Tegal – Jateng. Buletin-news.com – Pelaksanaan program Makan Bergizi Gratis (MBG) di wilayah Kabupaten Tegal terus berjalan dengan pengawasan ketat dari otoritas terkait. Namun, dalam proses evaluasi terbaru yang dilakukan oleh Satuan Tugas (Satgas) MBG lokal, tercatat ada sebanyak 16 unit SPPG di Kabupaten Tegal di hentikan sementara operasionalnya. Langkah tegas ini diambil demi memastikan kualitas layanan dan keamanan konsumsi bagi ratusan ribu anak sekolah di daerah ini, Slawi 01/08/2026
Kabar mengenai adanya belasan SPPG di Kabupaten Tegal di perhentikan tersebut mengemuka dalam rapat koordinasi dan evaluasi Satgas MBG yang berlangsung pada Rabu 24 Juni 2026. Rapat strategis ini dipimpin langsung oleh Sekretaris Daerah Kabupaten Tegal, Amir Makhmud, selaku Ketua Satgas MBG.
Dari total 304 Satuan Pelayanan Pemenuhan Gizi (SPPG) yang terdaftar, baru 166 unit yang beroperasi penuh, sementara sisanya masih dalam proses perizinan operasional. Amir Makhmud menjelaskan secara rinci bahwa dari total 16 mitra yang terkena sanksi pembekuan sementara tersebut, mayoritas tersandung masalah kelengkapan administratif.
Sebanyak 14 unit diketahui belum memenuhi standar baku Instalasi Pengolahan Air Limbah (IPAL) serta izin lingkungan. Sementara itu, satu unit lainnya terpaksa disuspensi akibat adanya laporan kejadian menonjol terkait keluhan kesehatan dari penerima manfaat beberapa waktu lalu.

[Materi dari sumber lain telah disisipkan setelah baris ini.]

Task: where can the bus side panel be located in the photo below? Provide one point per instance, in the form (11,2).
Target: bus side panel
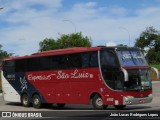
(9,93)
(83,88)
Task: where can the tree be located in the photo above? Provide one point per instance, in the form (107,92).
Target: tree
(122,45)
(150,40)
(65,41)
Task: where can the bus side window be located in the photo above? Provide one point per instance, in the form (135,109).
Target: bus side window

“Sebagian besar yang di perhentikan karena proses perizinan lingkungan belum selesai. Sifatnya sementara. Jika izin lingkungan sudah keluar, mitra bisa kembali mengajukan izin operasional ke Badan Gizi Nasional (BGN),” ujar “Amir Makhmud” saat memberikan keterangan di Slawi.

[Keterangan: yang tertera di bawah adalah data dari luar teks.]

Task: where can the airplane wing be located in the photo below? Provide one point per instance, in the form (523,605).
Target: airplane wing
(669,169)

Pihak Satgas menegaskan bahwa langkah pembekuan operasional ini bukan untuk menjatuhkan mitra, melainkan bentuk perlindungan terhadap pemenuhan gizi anak-anak secara aman.
Momentum libur sekolah yang berlangsung hingga 13 Juli 2026 mendatang akan dimanfaatkan sepenuhnya untuk melakukan pembenahan, audit menyeluruh, sekaligus penyelesaian dokumen administrasi yang masih tertunda.
Menanggapi unit yang tersandung kejadian menonjol, Korwil BGN Kabupaten Tegal, “Ismatul Hasanah”, memastikan tidak ada korban jiwa maupun siswa yang harus menjalani perawatan rawat inap di rumah sakit. Berdasarkan hasil pemeriksaan laboratorium, kandungan makanan yang disajikan sebenarnya dinyatakan aman dan bebas dari zat berbahaya.
Dugaan kuat penyebab munculnya keluhan sakit perut pada beberapa siswa tersebut berasal dari penerapan Standar Operasional Prosedur (SOP) penyajian yang kurang optimal di lapangan.
Makanan yang diproduksi diketahui telah berada dalam kondisi tersaji selama lebih dari empat jam sebelum dikonsumsi oleh para siswa. Unit tersebut kini diwajibkan melengkapi hasil uji laboratorium ulang, sarana prasarana yang higienis, serta sertifikasi halal sebelum diizinkan aktif kembali.
Sebanyak 14 unit ditangguhkan karena masalah administrasi izin lingkungan dan IPAL, sedangkan unit lainnya disuspensi akibat kelalaian SOP waktu penyajian makanan.